XX Domenica del Tempo Ordinario (Anno C) (14/08/2022)

Vangelo: Lc 12,49-53 Clicca per vedere le Letture (Vangelo: )

Visualizza Lc 12,49-53

In quel tempo, Gesù disse ai suoi discepoli: 49Sono venuto a gettare fuoco sulla terra, e quanto vorrei che fosse già acceso! 50Ho un battesimo nel quale sarò battezzato, e come sono angosciato finché non sia compiuto!

51Pensate che io sia venuto a portare pace sulla terra? No, io vi dico, ma divisione. 52D’ora innanzi, se in una famiglia vi sono cinque persone, saranno divisi tre contro due e due contro tre; 53si divideranno padre contro figlio e figlio contro padre, madre contro figlia e figlia contro madre, suocera contro nuora e nuora contro suocera».

Le letture di questa domenica XX, vigilia dell'Assunta, descrivono fatti storici a dir poco inquietanti; le forze del male si accaniscono contro un sol uomo e sembrano trionfare: il povero profeta Geremia (VII-VI secc.
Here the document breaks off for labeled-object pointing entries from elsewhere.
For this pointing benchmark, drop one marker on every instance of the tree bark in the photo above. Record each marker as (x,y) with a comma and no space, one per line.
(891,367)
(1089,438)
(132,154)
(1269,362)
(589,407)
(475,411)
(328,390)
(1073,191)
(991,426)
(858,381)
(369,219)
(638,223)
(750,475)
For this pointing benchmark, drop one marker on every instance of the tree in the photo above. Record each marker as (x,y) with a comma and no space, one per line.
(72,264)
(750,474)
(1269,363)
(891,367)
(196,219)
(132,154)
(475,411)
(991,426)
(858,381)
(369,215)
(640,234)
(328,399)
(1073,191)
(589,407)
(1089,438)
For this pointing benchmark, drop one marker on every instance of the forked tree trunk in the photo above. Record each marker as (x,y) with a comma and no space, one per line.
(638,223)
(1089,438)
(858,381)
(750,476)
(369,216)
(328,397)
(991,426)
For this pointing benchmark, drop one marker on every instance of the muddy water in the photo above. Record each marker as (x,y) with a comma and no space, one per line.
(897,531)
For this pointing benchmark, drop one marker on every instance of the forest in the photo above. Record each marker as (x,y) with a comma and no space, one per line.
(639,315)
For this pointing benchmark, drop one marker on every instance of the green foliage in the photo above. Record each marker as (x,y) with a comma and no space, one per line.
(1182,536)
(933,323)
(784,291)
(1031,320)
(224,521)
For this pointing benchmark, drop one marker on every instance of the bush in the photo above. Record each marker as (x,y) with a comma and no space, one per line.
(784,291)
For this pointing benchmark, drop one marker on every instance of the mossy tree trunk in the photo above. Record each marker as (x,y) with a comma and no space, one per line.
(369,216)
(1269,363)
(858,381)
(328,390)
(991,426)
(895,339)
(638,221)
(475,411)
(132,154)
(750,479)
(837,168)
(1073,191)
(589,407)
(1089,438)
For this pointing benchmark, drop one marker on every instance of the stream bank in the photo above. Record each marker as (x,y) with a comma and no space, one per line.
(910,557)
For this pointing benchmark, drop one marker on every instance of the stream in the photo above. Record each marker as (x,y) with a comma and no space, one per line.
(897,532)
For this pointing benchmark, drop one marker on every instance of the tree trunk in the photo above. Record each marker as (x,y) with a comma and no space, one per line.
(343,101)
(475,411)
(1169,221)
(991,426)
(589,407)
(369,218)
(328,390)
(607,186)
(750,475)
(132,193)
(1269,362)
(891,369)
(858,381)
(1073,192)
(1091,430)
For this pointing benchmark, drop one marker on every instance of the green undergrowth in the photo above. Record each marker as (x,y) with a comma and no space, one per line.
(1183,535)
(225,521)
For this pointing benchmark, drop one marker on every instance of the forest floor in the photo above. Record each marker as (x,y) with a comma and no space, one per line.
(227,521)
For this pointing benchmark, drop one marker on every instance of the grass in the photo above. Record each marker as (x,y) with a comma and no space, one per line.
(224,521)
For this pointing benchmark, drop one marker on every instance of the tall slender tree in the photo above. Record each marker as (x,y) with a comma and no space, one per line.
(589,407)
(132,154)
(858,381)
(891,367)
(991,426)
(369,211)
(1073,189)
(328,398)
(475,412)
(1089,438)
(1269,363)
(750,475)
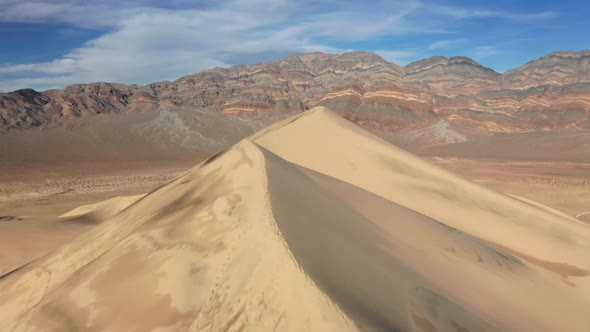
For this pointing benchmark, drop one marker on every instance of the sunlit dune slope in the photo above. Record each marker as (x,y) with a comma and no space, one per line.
(311,225)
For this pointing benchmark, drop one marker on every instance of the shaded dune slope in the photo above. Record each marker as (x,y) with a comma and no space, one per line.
(311,225)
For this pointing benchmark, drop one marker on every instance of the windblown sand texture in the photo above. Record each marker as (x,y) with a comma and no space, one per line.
(312,224)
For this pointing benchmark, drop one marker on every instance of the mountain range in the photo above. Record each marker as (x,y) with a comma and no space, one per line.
(436,103)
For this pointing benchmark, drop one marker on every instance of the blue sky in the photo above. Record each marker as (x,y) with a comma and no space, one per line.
(53,43)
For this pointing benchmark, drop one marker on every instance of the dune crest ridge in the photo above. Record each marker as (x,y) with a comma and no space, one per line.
(311,224)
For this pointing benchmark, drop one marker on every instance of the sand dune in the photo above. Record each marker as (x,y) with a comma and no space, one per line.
(311,225)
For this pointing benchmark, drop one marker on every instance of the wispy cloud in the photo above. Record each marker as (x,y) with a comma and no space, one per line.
(146,41)
(447,43)
(482,52)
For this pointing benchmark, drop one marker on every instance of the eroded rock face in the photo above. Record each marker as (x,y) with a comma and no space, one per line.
(547,94)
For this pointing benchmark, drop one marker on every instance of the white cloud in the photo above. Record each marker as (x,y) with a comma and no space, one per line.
(144,43)
(482,52)
(447,43)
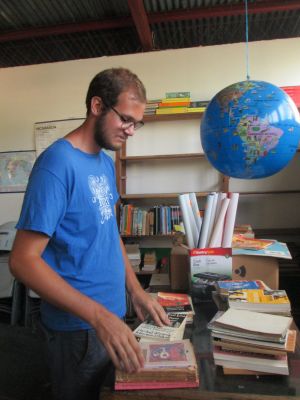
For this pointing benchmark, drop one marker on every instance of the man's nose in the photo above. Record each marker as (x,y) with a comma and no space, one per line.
(130,130)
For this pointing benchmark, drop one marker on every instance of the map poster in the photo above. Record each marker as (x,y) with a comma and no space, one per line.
(15,167)
(49,131)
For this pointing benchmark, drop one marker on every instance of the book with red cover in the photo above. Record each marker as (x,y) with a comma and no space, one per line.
(167,365)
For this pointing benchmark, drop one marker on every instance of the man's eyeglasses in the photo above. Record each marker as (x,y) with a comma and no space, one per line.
(128,123)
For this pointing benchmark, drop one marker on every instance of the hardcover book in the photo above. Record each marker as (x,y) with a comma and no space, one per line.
(167,365)
(149,331)
(260,300)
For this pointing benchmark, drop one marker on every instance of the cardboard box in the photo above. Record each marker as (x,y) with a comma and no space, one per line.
(206,265)
(180,268)
(256,267)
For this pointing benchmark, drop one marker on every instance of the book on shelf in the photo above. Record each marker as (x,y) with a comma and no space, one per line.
(171,110)
(167,365)
(134,255)
(251,325)
(277,364)
(159,282)
(245,230)
(260,300)
(276,249)
(224,287)
(149,261)
(148,331)
(240,241)
(196,109)
(246,340)
(217,225)
(240,371)
(177,303)
(178,95)
(176,103)
(288,345)
(255,346)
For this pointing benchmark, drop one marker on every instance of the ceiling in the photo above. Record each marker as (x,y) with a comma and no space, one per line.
(43,31)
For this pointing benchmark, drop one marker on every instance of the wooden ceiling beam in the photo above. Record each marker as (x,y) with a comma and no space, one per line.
(63,29)
(258,7)
(140,19)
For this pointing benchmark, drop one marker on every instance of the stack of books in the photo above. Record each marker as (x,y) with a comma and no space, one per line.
(134,255)
(148,331)
(247,342)
(174,103)
(260,300)
(150,261)
(167,365)
(223,288)
(151,106)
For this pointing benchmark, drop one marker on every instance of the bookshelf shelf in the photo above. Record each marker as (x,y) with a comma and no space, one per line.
(162,157)
(156,196)
(172,117)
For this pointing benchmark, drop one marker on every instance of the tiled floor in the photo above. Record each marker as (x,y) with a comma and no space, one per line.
(23,373)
A.C.) viene arrestato per ordine del Re e precipitato in una cisterna di fango; l'accusa era di aver profetato la rovina di Gerusalemme, a motivo dei suoi peccati.

Nel Vangelo di Luca, Gesù presagisce la sua fine e la rivela, presentando uno scenario di guerre e
discordie in famiglia, nella società, in tutto il mondo.

Nella dichiarazione del Nazareno risuonano le parole del vecchio sacerdote Simeone, il giorno della

presentazione di Gesù al tempio, per essere circonciso; rivolto alla madre, Maria, disse: “Questo

bambino è qui per la rovina e la risurrezione di molti in Israele, segno di contraddizione perché

siano svelati i pensieri di molti cuori. E anche a te una spada trafiggerà l'anima.” (Lc 2,34-35).

La vicenda di Geremia è profezia della passione di Cristo... Le invettive del profeta, passate alla

storia sacra come Lamentationes Jeremiæ Prophetæ (lamentazioni di Geremia) trovano un locus

analogo nei Lamenti di Gesù sulla città santa (Mt 23,37-39): “Gerusalemme, Gerusalemme, che

uccidi i profeti e lapidi quelli che sono inviati, quante volte ho voluto raccogliere i tuoi figli, come

una gallina raccoglie i pulcini sotto le ali, e voi non avete voluto! Ecco: la vostra casa sarà

lasciata deserta! Vi dico infatti che non mi vedrete più finché non direte: Benedetto colui che

viene nel nome del Signore!”. Tuttavia le parole del Messia atteso e rifiutato, non sono parole di

vendetta e di condanna; esprimono invece il dolore di Dio perché i Giudei si sono ribellati a Lui.

Bene scrive H.U. von Balthasar, commentando i misteri della Passione di Cristo: tutti vogliono

liberarsi di Gesù, ma anche della colpa per averlo messo a morte: “Giuda restituisce il prezzo del

sangue. I Giudei si rifiutano di metterlo nel tesoro del Tempio. Pilato se ne lava le mani.

Nessuno vuole esserne colpevole. Nessuno pensa al Padre, alla cui bontà resiste apertamente,

proprio perché Questi offre agli uomini, nella Sua mano tesa, quanto ha di più prezioso.

Il colpo contro la mano di Dio percuote ciò che essa tiene. La percuote con una pioggia di colpi

con cui l'umanità esprime a Dio la sua opinione. Gli consegna il suo perverso promemoria.”.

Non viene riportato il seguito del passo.